Strange that I would support mod removal? I don't think so. Mod removal in its own way is a modification, and a pretty badassed one too. I am in support of modification as celebration of the aesthetic self. I support modification as a manipulation of self in its purest form. But what I more support is the management of memory and using memory as a betterment to the self rather than an albatross which pulls us with the weight of our id to places unwelcomed and bereft of usefulness. Our tattoo mods, and other mods as well, tie us to memory in some way. Even if the mod itself isn't directly reflective of a specific file in the card catalog of memories we store, it ties to a time and an event. 'I got this mod when' is a sentence we all have said at some point. I got this mod when my dad died, I've heard.

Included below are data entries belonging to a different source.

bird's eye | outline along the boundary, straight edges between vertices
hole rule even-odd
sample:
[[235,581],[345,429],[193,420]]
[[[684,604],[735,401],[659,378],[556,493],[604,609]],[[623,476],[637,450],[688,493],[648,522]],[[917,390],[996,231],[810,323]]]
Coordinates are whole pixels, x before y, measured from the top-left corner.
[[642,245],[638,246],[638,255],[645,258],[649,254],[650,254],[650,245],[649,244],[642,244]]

I got this when my baby was born. I got this when I graduated college. (None of which applies to my life, ironically.) The mod may not be a dead dad, a baby face, or a square hat, but it is tied to that memory forever because of the timespace in which it existed. It is an artifact of the past whose magnetism creates a time travel to a moment. Some of these moments, upon reflection, are grim or demanufacturing to the self we'd like to be, to the self we idealize to ourselves as time moves incessantly and irreversibly forward. The management of these memories and the artifact triggers of them are vitally important to who we are and what we are choosing to become. Spoken like a true post traumatic stress patient, right? My shrink would be proud, though I'm not 100% on board with her assessment that I'm PTSD. I think I'd be more on board if it were still called Battle Fatigue. That sounds cooler. But we're not talking about my malwired brain.

The kid is having his face mods removed, and when completed, his past will become a different thing. It won't disappear; none of our pasts can dissolve into the ether, but it will change into something. Instead of a regret or a woesome scripture of who we are, it changes into a character changing and motivating time pointing us to what we will become. If we let it, of course. It is easy to allow memories to flay our lives and negatively manipulate our behaviors and relationships. Ask my beautiful and wonderful girlfriend about what my memories have done to our life together. But we can choose to change, to modify our perceptions of our memories in order to benefit the future selves we wish to become or as whom we are striving to stay. Like the orphan teen kid. He is changing his past by allowing it to stay the same, simply because it must, but he's changing his remembrance of it. Instead of looking at the mod and remembering what he may have done or the time associated with the mod, he can look at its absence and remember those same times as an experience that is now shaping a new perception of hope and goodness. Pretty wild stuff.

As I realize that the point of this rant has gotten away from me a little, I have come to attach myself to the idea that memories can do things to us. We can let memories supply us the bricks with which to build our walls, or we can use those same bricks to build a road to the hope of our selves. It's soul crushing at times, but along that road we build, on the other side of the Frozen City, there is hope and love and light. We just have to pass the circles of Malebolge, climb the fur of Satan, and reach our hands out to the angel Beatrice and know that we deserve to take it. How hard can that be? Dante and Virgil did it. Stay beautiful, kids.